Using this and not touching mouse or keyboard SendKey works just fine and does all 10 inputs. Might be possible your PC default _keyBoardId is not 2. Try finding that and change that yourself.. After one real keyboard press I saved it and reuse it until it gets a new keyboard input. Perhaps the new default not working?

Edit - Testing a bit more and looking around, I don't see why it would be stalling until a keyboard press. Default detecting is working and changing.

kevinf100 avatar Jan 15 '22 03:01 kevinf100

Thank you for checking. Turns out my application flow was off.

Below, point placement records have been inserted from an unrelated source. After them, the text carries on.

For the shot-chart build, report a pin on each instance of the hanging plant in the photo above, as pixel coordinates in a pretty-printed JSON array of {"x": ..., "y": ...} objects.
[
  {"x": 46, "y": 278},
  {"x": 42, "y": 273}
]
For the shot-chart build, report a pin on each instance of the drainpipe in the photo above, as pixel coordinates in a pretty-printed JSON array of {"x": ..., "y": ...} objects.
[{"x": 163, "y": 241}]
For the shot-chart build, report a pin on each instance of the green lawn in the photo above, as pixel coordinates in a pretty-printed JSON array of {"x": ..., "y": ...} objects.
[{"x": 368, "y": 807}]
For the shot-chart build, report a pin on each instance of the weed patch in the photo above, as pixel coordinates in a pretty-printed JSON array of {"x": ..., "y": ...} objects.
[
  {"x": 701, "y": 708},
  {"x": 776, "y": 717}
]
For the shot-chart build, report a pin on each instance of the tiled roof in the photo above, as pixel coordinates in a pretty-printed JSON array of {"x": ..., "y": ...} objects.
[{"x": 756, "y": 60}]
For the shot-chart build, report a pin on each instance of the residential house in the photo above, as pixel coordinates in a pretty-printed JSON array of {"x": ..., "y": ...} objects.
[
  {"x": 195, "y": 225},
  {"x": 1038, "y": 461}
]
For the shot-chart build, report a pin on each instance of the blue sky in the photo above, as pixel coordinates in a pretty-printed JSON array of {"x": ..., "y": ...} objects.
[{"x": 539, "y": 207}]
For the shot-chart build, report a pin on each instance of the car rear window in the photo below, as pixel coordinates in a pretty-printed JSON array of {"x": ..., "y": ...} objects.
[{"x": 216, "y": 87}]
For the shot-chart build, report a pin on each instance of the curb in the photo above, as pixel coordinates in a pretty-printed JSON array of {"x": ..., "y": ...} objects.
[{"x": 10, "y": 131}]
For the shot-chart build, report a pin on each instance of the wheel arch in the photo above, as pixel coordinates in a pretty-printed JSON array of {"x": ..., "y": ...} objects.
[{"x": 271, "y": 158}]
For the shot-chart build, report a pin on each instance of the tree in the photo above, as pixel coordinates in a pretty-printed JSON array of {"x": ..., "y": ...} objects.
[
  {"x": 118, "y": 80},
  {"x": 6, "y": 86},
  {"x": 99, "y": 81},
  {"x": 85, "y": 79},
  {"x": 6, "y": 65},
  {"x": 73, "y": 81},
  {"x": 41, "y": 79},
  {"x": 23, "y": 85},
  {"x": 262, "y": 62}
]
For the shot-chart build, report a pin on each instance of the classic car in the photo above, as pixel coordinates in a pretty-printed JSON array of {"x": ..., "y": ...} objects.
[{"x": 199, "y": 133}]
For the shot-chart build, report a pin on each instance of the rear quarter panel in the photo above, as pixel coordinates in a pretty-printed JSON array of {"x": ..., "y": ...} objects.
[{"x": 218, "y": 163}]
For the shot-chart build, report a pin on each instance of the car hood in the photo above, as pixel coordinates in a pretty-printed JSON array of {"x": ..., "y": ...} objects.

I still don't understand what the actual cause of the issue was, but after moving stuff around a bit, everything is working as expected. As this is my first real shot at using C#, no real surprise there.

DThomas44 avatar Jan 15 '22 18:01 DThomas44

Thank you for checking. Turns out my application flow was off. I still don't understand what the actual cause of the issue was, but after moving stuff around a bit, everything is working as expected. As this is my first real shot at using C#, no real surprise there.

My best guess is something to do with a new thread being made when the library loads that just on an infinite loop. Sounds like whenever that loop loops (when a mouse or keyboard input is received.) your whole program resumes. Not sure what is going on, but this uses the lower level Thread and not TaskFactory.